2. In the SLP, notice was issued to the respondent, limited to the question of back wages. Though respondent has been served, none appears for the respondent.
3. Leave is granted and the appeal is heard insofar as the award of back wages is concerned.
4. The respondent was engaged on daily wages as Helper on 1.8.1994. He worked up-to 17th October, 1995 when his services were dispensed with. According to the appellant he did not work continuously during that period and he was frequently remaining absent from duty for which a show cause notice (Ext. M. 1) was issued to him. It is an undisputed fact that no retrenchment compensation or one month's notice or pay in lieu thereof was offered to the appellant.
On the admission of MW 1 that the workman rendered duty for 340 days during the year preceding the date of termination, the learned Presiding Officer of the Labour Court held that the termination was illegal, being contrary to the provisions of the Industrial Disputes Act. Hence he directed reinstatement with continuity of service and full back wages.

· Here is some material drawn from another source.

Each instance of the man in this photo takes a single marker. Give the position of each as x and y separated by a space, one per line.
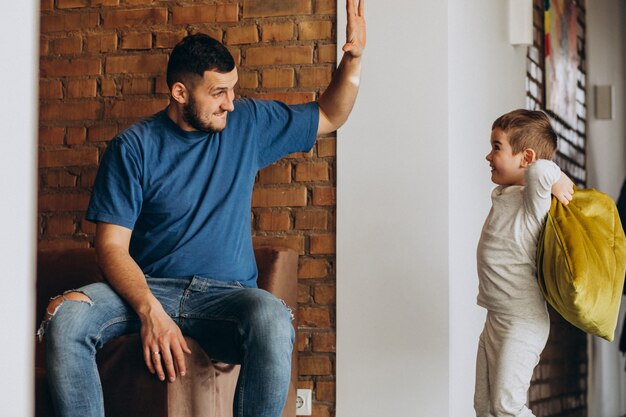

5. The question whether the appellant is an 'Industry' within the meaning of Industrial Disputes act need not be gone into for the reason that notice in the SLP is confined to the question of back wages only. For that very reason, the learned counsel for the appellant has refrained from raising any other contention.
6. We are of the view that having regard to the facts of the case, the award of full back wages covering a period of nearly five years is not warranted. Firstly, it is to be noted that the respondent was in service for a short period with frequent spells of absence. The second and more important aspect is that there is a reasonable possibility of the respondent being gainfully employed somewhere else. The respondent was working as a Helper which, apparently, involves performance of work of manual labourer. In all probability, he would have been working somewhere and earning daily wages, if not regularly, at least for some days in a month. The respondent did neither assert in the claim statement nor did he give any evidence that he could not earn anything throughout by way of daily wages of otherwise during this long interregnum. Considering all these aspects, it would not be a sound exercise of discretion to saddle the appellant with the liability of full back wages. We are inclined to think that the award of back wages to the extent of 50% would be proper and justified, on the peculiar facts of this case.
7. Accordingly, the award of the Labour Court shall stand modified and the appeal is thus partly allowed. Parties are left to bear their own costs.